Broccoli Season
Broccoli in season in Australia. Month-by-month availability by state, peak supply windows, growing regions and varieties.
Is Broccoli in Season in May?
Broccoli is available in Australia year-round, but the southern states peak through winter, July to September. Queensland's subtropical growing regions cover the summer and early autumn gap, while Victoria, NSW and Tasmania carry the heart of the season. Spring is usually the cheapest time to buy. Victoria, the largest producer, hits its high months in August and September.
When is Broccoli Season in Australia?
Broccoli is in season year-round in Australia, with peak supply in winter.
Broccoli is transplanted rather than direct-seeded, taking 9 to 12 weeks from transplant to harvest, with heads hand-cut over a two-to-three-week window. Growers plant fresh seedlings every 7 to 10 days to keep supply continuous. Head quality drops once temperatures push past about 24°C, which is why southern production peaks in winter and Queensland production sits in the cooler months of the subtropical year. F1 hybrid cultivars arrived in the early 1970s and lifted broccoli from a minor crop to a national one. The same brassica family includes broccolini (a broccoli × Chinese kale hybrid), purple sprouting broccoli and Chinese broccoli (gai lan), all with short windows mostly through winter and spring.

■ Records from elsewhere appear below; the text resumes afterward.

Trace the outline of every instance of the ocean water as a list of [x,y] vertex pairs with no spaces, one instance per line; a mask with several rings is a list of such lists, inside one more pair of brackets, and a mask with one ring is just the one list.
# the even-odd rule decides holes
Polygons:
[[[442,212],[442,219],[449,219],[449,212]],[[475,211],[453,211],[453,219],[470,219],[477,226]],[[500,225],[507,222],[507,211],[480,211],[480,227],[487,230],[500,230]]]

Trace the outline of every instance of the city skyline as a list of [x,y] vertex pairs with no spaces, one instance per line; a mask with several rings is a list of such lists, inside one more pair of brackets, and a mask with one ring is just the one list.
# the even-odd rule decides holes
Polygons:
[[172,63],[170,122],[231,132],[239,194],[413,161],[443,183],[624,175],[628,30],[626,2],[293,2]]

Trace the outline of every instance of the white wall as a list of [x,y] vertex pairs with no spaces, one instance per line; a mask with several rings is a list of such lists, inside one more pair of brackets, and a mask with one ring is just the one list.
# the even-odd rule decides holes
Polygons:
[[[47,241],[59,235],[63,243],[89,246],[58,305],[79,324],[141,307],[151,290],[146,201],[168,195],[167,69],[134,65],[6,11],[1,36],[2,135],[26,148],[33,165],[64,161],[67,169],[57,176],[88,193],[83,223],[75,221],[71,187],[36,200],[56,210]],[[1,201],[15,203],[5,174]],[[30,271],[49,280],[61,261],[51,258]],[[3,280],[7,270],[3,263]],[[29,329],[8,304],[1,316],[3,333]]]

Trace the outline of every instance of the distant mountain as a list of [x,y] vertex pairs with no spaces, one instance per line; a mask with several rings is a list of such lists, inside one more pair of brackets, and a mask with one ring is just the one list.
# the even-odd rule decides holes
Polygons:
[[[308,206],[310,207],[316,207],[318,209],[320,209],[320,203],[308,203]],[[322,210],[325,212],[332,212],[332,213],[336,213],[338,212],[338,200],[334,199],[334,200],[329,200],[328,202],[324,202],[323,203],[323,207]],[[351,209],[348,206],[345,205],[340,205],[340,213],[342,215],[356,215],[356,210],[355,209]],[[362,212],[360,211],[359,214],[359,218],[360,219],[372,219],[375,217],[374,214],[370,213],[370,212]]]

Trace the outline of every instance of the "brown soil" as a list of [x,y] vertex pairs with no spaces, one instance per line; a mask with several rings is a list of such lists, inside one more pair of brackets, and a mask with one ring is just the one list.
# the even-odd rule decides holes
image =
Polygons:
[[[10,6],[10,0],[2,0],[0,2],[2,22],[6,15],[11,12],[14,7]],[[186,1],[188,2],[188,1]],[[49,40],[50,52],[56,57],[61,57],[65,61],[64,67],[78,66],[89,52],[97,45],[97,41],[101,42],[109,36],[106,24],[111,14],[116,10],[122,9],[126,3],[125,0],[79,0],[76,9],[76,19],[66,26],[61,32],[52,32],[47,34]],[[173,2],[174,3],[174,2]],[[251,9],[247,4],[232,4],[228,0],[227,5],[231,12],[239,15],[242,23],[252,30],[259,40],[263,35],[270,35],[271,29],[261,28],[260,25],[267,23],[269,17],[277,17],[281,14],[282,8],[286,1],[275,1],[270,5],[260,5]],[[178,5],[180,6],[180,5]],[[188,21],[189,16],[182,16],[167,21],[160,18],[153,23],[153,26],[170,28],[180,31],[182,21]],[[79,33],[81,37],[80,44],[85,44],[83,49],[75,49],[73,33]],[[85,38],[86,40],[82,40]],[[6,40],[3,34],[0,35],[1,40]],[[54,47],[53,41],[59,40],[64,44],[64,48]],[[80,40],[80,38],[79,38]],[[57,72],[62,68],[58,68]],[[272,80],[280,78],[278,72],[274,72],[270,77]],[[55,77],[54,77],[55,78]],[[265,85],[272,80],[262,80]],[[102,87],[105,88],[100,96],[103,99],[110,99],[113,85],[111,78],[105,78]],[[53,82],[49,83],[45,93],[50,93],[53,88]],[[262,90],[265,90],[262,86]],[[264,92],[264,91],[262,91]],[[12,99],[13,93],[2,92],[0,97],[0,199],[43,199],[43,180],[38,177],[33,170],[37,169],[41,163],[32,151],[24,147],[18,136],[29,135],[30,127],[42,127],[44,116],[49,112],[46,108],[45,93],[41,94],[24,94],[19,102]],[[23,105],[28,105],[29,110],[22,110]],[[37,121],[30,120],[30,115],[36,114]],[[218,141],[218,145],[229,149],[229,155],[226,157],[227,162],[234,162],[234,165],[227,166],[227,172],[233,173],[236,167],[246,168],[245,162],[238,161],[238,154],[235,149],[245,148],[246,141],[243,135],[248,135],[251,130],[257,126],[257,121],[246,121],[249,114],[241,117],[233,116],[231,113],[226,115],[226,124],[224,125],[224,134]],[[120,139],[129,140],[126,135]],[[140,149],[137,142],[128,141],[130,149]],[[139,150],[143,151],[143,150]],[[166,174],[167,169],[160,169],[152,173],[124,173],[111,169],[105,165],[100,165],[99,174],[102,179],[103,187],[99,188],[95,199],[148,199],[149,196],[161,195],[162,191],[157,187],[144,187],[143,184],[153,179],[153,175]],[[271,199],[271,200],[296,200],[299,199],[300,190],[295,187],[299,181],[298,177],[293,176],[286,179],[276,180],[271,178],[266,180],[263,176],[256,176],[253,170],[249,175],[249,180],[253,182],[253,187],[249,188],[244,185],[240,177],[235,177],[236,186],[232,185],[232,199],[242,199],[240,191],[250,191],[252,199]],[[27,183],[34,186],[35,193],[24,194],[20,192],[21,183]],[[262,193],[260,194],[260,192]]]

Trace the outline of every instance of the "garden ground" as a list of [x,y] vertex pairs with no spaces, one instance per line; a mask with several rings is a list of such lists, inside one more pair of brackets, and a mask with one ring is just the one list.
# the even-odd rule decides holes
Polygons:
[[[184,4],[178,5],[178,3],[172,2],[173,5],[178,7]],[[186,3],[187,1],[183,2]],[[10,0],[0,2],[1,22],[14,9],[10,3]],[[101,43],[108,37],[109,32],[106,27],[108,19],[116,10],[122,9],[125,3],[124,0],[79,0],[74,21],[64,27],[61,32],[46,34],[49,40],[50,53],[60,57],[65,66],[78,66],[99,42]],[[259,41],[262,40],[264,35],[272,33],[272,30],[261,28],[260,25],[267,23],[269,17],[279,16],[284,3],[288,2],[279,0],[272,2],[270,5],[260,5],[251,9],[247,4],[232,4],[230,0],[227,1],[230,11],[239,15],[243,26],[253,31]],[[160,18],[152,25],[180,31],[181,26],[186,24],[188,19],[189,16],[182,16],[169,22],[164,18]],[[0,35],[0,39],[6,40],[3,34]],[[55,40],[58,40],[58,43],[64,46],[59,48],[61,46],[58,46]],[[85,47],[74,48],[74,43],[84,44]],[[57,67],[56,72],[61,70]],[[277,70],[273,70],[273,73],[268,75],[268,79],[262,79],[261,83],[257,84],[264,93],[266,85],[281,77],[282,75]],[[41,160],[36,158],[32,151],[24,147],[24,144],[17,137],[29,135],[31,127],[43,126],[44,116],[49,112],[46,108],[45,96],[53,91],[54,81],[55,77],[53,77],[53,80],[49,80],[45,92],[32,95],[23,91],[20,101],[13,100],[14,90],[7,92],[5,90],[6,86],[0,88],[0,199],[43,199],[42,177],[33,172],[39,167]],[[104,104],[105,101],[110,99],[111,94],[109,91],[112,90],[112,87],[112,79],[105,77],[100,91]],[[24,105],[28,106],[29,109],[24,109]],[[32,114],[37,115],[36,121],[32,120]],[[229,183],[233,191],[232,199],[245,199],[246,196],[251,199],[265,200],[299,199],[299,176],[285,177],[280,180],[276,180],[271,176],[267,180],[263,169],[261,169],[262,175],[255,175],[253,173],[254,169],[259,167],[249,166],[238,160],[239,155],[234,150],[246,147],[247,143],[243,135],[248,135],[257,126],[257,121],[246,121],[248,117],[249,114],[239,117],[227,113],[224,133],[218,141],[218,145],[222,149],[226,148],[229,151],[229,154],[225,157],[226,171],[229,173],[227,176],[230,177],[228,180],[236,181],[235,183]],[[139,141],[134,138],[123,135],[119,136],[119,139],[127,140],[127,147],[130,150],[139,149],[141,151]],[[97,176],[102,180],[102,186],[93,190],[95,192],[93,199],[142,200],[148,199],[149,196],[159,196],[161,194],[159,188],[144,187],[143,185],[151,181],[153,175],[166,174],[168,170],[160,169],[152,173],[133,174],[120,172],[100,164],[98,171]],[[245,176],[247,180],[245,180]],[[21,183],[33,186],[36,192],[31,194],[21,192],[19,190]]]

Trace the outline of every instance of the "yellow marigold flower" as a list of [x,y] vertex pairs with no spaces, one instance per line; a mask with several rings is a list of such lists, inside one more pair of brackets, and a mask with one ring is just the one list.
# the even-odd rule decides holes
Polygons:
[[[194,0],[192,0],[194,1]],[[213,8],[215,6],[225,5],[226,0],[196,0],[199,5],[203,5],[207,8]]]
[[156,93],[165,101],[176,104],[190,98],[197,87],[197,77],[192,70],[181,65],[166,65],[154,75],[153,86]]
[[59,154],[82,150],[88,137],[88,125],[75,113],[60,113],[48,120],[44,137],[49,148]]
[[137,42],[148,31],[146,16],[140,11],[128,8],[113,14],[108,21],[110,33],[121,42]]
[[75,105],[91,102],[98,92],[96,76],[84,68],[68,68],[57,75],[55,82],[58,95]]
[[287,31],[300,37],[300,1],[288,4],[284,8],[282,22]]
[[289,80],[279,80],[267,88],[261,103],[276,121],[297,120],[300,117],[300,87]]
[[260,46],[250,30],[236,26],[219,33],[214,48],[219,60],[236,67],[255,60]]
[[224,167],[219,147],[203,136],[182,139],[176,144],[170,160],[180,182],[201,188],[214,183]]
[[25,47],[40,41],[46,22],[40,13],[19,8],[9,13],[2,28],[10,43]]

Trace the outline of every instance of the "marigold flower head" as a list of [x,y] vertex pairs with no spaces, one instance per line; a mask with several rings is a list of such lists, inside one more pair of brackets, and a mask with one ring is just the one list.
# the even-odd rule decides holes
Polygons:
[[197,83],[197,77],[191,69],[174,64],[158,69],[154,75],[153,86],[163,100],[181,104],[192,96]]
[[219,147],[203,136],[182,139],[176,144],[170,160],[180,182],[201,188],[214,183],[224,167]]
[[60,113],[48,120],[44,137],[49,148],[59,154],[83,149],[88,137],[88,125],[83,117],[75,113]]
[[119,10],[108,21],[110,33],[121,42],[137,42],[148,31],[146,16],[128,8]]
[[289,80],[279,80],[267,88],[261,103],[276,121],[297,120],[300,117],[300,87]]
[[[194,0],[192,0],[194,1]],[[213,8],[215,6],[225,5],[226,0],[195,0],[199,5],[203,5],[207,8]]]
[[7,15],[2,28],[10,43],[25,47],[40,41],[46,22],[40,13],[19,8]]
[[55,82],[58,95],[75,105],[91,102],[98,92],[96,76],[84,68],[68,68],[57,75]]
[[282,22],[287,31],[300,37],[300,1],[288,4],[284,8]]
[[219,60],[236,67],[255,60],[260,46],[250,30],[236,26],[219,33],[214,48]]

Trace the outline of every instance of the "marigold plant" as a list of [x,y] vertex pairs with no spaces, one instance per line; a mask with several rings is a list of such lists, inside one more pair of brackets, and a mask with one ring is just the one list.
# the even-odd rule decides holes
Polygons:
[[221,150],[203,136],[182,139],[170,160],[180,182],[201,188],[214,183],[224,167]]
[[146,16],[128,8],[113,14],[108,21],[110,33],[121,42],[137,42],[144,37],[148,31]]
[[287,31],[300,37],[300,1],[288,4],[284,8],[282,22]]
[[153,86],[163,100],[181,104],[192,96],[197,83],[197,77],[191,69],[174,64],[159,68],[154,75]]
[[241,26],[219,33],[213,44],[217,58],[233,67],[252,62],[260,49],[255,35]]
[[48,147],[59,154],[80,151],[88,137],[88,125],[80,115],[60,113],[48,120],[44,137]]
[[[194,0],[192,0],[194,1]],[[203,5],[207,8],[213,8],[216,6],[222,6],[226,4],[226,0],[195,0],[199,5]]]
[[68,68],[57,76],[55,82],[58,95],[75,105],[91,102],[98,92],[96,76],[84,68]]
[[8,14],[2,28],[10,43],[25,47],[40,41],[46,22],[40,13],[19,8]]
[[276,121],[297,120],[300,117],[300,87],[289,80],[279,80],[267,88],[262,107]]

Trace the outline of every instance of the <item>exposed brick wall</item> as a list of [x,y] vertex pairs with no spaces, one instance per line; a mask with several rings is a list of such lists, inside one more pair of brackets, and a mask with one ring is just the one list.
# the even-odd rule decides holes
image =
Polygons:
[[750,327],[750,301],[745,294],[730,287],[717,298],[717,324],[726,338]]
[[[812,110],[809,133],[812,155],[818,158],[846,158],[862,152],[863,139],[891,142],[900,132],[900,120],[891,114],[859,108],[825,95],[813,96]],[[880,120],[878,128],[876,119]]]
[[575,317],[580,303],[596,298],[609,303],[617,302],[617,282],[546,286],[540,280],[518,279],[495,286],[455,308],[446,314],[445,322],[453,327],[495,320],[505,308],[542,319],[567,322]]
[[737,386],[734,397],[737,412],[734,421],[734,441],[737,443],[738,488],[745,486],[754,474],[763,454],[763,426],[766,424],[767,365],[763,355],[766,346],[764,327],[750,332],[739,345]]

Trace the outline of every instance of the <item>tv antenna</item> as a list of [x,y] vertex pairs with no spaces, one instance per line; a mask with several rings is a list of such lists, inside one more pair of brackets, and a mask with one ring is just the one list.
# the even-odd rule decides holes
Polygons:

Broccoli Availability by Season
Where does Broccoli Come From in Australia?
Victoria leads national production at 46.7% in 2024/25, centred on Gippsland, Robinvale and the Werribee plains. Queensland contributes 27.9% from the Lockyer Valley and Stanthorpe on the Granite Belt, providing counter-season supply. Western Australia accounts for 15.3% around Manjimup and Gingin, with smaller volumes from Tasmania (4.3%), NSW (4.0%, Riverina and Windsor) and South Australia (1.8%, Adelaide Plains). That geographic spread is what keeps Australian fresh broccoli available year-round.
Broccoli Production in Australia
According to Hort Innovation, the Australian broccoli industry produced 78,405 tonnes worth $281 million in 2024/25, up roughly 14% by volume over the previous decade. Around 95% is sold fresh, with the remainder going to frozen mixes, baby food and a small broccoli-powder segment. Fresh imports are zero and exports run at about 3,000 tonnes a year, mostly to Asian markets.